- Official 1968 portrait

Member of the Canadian Parliament for Spadina
- In office 1962–1972
- Preceded by: Charles Edward Rea
- Succeeded by: Peter Stollery

Personal details
- Born: January 12, 1918 Toronto, Ontario, Canada
- Died: October 23, 2001 (aged 83)
- Party: Liberal (1962-1968) Independent (1969) Progressive Conservative (1970-1972)
- Committees: Vice-Chair, Standing Committee on External Affairs and National Defence (1968-1970); Co-chair, Special Joint Committee on the National and Royal Anthems (1967-1968)

= Sylvester Perry Ryan =

Canadian politician

Sylvester Perry Ryan (January 12, 1918 – October 23, 2001) was a Canadian lawyer and politician.

Ryan's federal political career began in 1949 when he ran, twice, for the Toronto seat of Greenwood.

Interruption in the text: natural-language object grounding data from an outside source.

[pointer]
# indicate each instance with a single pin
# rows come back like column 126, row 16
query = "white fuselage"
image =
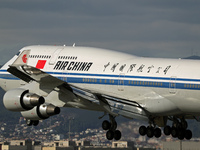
column 161, row 86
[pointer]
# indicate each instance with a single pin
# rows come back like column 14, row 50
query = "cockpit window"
column 18, row 53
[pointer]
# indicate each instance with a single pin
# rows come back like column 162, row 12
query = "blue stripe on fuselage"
column 126, row 80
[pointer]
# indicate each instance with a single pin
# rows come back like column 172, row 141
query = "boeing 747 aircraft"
column 39, row 80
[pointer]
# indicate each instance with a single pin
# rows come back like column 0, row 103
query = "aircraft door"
column 172, row 85
column 54, row 56
column 121, row 82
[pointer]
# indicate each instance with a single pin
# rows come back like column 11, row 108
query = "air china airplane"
column 41, row 79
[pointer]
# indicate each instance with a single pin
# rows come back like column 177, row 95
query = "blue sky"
column 151, row 28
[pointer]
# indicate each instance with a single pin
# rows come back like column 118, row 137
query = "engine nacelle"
column 41, row 112
column 21, row 100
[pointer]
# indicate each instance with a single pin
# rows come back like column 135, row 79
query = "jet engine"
column 21, row 100
column 43, row 111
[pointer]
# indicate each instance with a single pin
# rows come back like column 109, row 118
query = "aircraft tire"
column 106, row 125
column 35, row 122
column 188, row 134
column 29, row 122
column 110, row 135
column 174, row 132
column 117, row 135
column 157, row 132
column 150, row 132
column 167, row 130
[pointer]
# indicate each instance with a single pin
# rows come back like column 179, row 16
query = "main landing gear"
column 32, row 122
column 111, row 127
column 178, row 130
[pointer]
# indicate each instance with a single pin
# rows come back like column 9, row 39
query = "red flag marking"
column 41, row 64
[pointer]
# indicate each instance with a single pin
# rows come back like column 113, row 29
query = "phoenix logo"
column 24, row 58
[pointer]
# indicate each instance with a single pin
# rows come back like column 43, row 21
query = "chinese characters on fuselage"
column 137, row 67
column 75, row 66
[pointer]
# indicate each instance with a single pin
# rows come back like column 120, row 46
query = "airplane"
column 40, row 79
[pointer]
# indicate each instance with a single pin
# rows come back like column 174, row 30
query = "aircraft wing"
column 85, row 98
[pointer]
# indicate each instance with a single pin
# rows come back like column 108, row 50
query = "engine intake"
column 43, row 111
column 21, row 100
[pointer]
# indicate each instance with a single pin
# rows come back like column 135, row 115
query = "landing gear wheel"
column 110, row 135
column 184, row 124
column 150, row 132
column 174, row 132
column 143, row 130
column 117, row 135
column 29, row 122
column 106, row 125
column 181, row 134
column 167, row 130
column 157, row 132
column 35, row 122
column 188, row 134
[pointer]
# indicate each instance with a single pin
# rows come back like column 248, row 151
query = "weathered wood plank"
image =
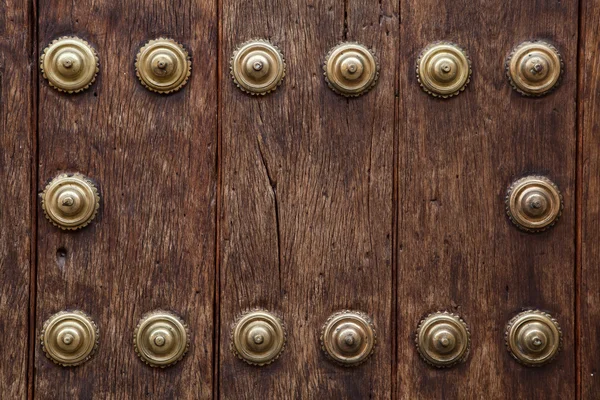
column 456, row 249
column 307, row 197
column 154, row 160
column 589, row 123
column 16, row 138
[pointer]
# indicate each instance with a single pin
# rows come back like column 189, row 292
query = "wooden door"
column 296, row 239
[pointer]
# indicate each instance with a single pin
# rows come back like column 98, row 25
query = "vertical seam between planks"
column 33, row 7
column 578, row 198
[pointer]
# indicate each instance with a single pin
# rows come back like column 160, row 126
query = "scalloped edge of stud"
column 367, row 89
column 64, row 312
column 187, row 57
column 459, row 48
column 84, row 42
column 458, row 319
column 238, row 320
column 94, row 190
column 510, row 324
column 336, row 314
column 236, row 51
column 512, row 187
column 511, row 55
column 145, row 317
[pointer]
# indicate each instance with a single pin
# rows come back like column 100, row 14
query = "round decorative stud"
column 443, row 339
column 69, row 64
column 70, row 201
column 258, row 337
column 348, row 338
column 257, row 67
column 351, row 69
column 534, row 68
column 163, row 66
column 443, row 69
column 69, row 338
column 534, row 203
column 533, row 338
column 161, row 339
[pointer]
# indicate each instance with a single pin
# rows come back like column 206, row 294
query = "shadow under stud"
column 533, row 338
column 163, row 66
column 351, row 69
column 70, row 202
column 257, row 67
column 161, row 339
column 443, row 339
column 348, row 338
column 69, row 64
column 534, row 203
column 69, row 338
column 258, row 337
column 534, row 68
column 443, row 69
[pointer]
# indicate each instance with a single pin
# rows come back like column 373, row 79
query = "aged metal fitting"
column 533, row 338
column 348, row 338
column 69, row 338
column 69, row 64
column 161, row 339
column 443, row 339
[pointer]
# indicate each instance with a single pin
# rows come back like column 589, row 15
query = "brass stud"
column 257, row 67
column 533, row 338
column 258, row 337
column 443, row 69
column 69, row 338
column 70, row 201
column 534, row 68
column 351, row 69
column 348, row 338
column 161, row 339
column 69, row 64
column 534, row 203
column 443, row 339
column 163, row 66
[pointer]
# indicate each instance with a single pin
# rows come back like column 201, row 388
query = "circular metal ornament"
column 69, row 338
column 534, row 203
column 443, row 69
column 348, row 338
column 443, row 339
column 69, row 64
column 161, row 339
column 258, row 337
column 534, row 68
column 351, row 69
column 533, row 338
column 70, row 202
column 163, row 66
column 257, row 67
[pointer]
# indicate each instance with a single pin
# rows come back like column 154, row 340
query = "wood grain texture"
column 589, row 124
column 307, row 197
column 17, row 129
column 457, row 251
column 153, row 158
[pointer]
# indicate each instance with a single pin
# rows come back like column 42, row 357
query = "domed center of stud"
column 159, row 340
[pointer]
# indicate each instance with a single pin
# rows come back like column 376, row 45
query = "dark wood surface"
column 457, row 251
column 153, row 158
column 16, row 151
column 589, row 125
column 307, row 186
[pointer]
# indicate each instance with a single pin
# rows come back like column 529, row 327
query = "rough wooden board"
column 589, row 122
column 154, row 160
column 16, row 127
column 456, row 249
column 307, row 197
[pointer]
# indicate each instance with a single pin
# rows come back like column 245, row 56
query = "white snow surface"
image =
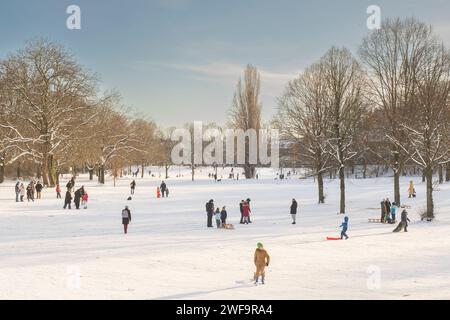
column 50, row 253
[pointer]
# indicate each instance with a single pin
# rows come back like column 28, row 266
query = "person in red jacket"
column 58, row 192
column 246, row 212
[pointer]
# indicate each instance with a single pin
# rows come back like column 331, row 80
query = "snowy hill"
column 50, row 253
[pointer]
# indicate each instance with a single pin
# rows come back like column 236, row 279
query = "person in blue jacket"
column 344, row 227
column 393, row 212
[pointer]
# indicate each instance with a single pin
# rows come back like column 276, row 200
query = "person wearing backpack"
column 126, row 219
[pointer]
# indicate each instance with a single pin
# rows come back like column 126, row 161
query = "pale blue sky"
column 179, row 60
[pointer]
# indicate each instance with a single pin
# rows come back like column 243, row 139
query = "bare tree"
column 392, row 56
column 246, row 111
column 344, row 82
column 428, row 128
column 303, row 119
column 50, row 91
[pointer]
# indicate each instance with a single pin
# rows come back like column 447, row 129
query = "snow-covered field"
column 170, row 254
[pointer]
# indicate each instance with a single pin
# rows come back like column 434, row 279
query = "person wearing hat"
column 261, row 261
column 344, row 227
column 294, row 210
column 249, row 210
column 126, row 219
column 209, row 212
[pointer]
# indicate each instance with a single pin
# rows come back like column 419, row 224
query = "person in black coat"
column 39, row 188
column 241, row 209
column 403, row 223
column 133, row 186
column 223, row 216
column 210, row 212
column 77, row 199
column 163, row 188
column 67, row 200
column 294, row 211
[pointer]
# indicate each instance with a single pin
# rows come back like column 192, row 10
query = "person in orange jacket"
column 158, row 192
column 58, row 192
column 261, row 261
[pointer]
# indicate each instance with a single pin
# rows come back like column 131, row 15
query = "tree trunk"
column 447, row 172
column 397, row 187
column 320, row 185
column 51, row 171
column 249, row 171
column 101, row 174
column 430, row 206
column 2, row 172
column 342, row 187
column 19, row 174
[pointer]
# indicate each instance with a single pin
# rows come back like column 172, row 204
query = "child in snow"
column 84, row 199
column 126, row 219
column 261, row 260
column 403, row 223
column 22, row 192
column 344, row 227
column 67, row 200
column 58, row 191
column 411, row 191
column 218, row 217
column 393, row 212
column 246, row 212
column 158, row 192
column 223, row 216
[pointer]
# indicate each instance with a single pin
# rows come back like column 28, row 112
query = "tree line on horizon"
column 386, row 105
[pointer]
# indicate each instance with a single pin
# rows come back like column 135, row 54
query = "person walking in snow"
column 261, row 260
column 403, row 225
column 163, row 188
column 387, row 211
column 294, row 211
column 249, row 210
column 132, row 186
column 209, row 212
column 126, row 219
column 67, row 200
column 218, row 218
column 383, row 210
column 30, row 194
column 58, row 191
column 84, row 199
column 344, row 227
column 393, row 212
column 22, row 192
column 223, row 216
column 39, row 188
column 77, row 199
column 411, row 190
column 17, row 190
column 158, row 192
column 241, row 209
column 246, row 212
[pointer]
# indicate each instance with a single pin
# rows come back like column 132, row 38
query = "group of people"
column 33, row 189
column 162, row 190
column 388, row 211
column 80, row 197
column 219, row 215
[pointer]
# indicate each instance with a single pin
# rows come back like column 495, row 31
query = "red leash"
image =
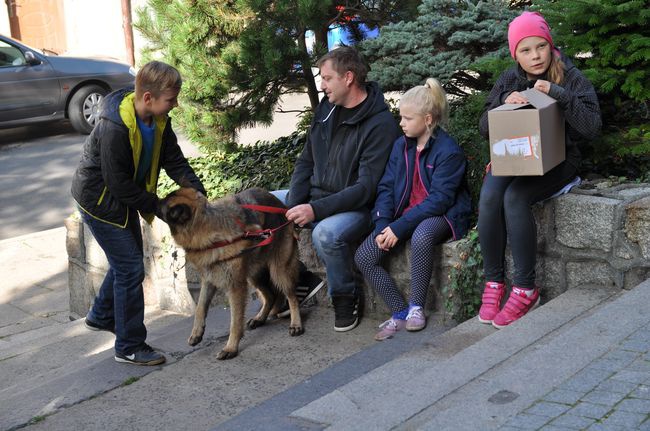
column 265, row 234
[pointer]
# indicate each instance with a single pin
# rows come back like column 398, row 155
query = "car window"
column 10, row 55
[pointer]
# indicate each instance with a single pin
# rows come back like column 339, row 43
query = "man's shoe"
column 389, row 328
column 94, row 326
column 491, row 301
column 145, row 356
column 308, row 285
column 415, row 321
column 346, row 312
column 517, row 306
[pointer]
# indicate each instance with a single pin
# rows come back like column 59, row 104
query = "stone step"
column 425, row 375
column 68, row 360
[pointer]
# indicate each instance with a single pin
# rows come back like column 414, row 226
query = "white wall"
column 4, row 19
column 94, row 28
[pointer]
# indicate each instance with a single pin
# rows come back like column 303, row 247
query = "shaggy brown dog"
column 220, row 239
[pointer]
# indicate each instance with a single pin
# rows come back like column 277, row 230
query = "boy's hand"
column 158, row 211
column 301, row 214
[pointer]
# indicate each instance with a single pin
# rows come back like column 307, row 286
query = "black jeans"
column 505, row 211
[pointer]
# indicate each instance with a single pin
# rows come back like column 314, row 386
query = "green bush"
column 266, row 164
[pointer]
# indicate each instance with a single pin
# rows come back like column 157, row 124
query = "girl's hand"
column 516, row 98
column 543, row 86
column 386, row 239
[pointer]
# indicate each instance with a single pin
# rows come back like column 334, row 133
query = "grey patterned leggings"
column 429, row 232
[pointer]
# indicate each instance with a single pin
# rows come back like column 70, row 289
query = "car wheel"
column 83, row 110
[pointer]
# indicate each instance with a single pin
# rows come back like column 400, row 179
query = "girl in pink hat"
column 505, row 207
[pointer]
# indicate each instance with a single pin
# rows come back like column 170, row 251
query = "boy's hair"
column 157, row 77
column 346, row 58
column 429, row 98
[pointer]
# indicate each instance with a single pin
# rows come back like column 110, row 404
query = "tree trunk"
column 128, row 31
column 308, row 75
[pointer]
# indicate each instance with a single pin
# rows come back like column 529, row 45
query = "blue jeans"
column 120, row 300
column 332, row 237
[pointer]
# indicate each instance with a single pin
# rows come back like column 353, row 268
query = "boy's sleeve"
column 117, row 171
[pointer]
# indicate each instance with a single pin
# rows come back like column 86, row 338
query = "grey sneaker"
column 415, row 321
column 145, row 356
column 389, row 328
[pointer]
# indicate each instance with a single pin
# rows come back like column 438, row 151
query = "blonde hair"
column 429, row 98
column 157, row 77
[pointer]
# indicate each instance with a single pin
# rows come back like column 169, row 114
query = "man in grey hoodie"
column 335, row 178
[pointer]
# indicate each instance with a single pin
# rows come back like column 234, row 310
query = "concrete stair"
column 493, row 373
column 323, row 379
column 58, row 365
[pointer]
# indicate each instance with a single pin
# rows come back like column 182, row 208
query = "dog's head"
column 181, row 206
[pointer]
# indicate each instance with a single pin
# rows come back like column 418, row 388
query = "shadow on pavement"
column 17, row 135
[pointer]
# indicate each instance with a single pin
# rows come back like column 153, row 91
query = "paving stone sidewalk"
column 612, row 393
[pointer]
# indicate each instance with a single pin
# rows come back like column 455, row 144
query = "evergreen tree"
column 610, row 42
column 238, row 56
column 443, row 42
column 610, row 38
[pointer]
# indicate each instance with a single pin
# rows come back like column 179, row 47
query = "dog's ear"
column 178, row 215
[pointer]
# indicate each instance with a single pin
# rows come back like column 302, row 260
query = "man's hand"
column 516, row 97
column 386, row 239
column 301, row 214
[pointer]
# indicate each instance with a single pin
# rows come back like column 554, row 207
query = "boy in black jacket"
column 116, row 179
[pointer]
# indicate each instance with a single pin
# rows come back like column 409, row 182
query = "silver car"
column 37, row 87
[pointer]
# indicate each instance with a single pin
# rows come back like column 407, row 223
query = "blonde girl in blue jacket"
column 422, row 196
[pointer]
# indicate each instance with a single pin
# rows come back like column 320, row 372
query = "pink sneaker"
column 416, row 321
column 491, row 301
column 518, row 304
column 389, row 328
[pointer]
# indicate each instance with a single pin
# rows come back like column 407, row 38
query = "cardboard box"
column 526, row 139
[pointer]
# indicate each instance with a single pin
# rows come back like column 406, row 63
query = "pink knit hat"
column 525, row 25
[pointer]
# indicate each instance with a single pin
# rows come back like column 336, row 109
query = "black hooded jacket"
column 575, row 96
column 341, row 175
column 104, row 183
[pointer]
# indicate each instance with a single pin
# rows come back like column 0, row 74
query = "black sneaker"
column 346, row 312
column 94, row 326
column 145, row 356
column 308, row 285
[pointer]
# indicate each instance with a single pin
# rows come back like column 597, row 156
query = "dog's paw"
column 294, row 331
column 194, row 340
column 252, row 324
column 226, row 355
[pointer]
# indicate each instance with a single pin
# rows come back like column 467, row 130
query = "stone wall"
column 593, row 235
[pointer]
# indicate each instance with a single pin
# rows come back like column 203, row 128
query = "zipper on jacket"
column 406, row 160
column 101, row 197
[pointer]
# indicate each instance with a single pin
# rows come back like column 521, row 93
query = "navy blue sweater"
column 442, row 171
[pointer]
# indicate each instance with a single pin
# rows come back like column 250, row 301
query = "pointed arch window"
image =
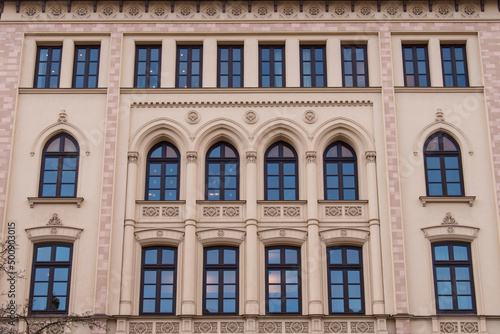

Running as a Liberal he was defeated by Progressive Conservative John Ernest McMillin in the 1949 federal election and then, in the by-election called following McMillin's death, was defeated by James MacKerras MacDonnell by less than 200 votes.

In 1962, Ryan made another attempt to gain a seat in the House of Commons of Canada, this time for the Toronto riding of Spadina in which he succeeded in defeating prominent Tory publisher John W. H. Bassett.

Ryan was re-elected as a Liberal under leader Lester B. Pearson in 1963 and 1965 and under Pierre Trudeau in 1968. Uncomfortable with Trudeau's policies, Ryan left the Liberal Party and crossed the floor on December 3, 1969 to sit as an Independent MP. In September 1970 he joined the Progressive Conservative caucus. Ryan cited three reasons for leaving the Liberals - the Trudeau government's downgrading of Canada's relationship with NATO, the government's decision to recognize the People's Republic of China and what Ryan argued was the downgrading of the status and influence of backbench MPs and ordinary Members of Parliament under Trudeau.

Attempting to retain his seat in the 1972 federal election Ryan ran as a Progressive Conservative candidate but finished in third place behind Liberal Peter Stollery and Bob Beardsley of the New Democratic Party.

== Archives ==
There is a Sylvester Perry Ryan fonds at Library and Archives Canada. Archival reference number is R3822.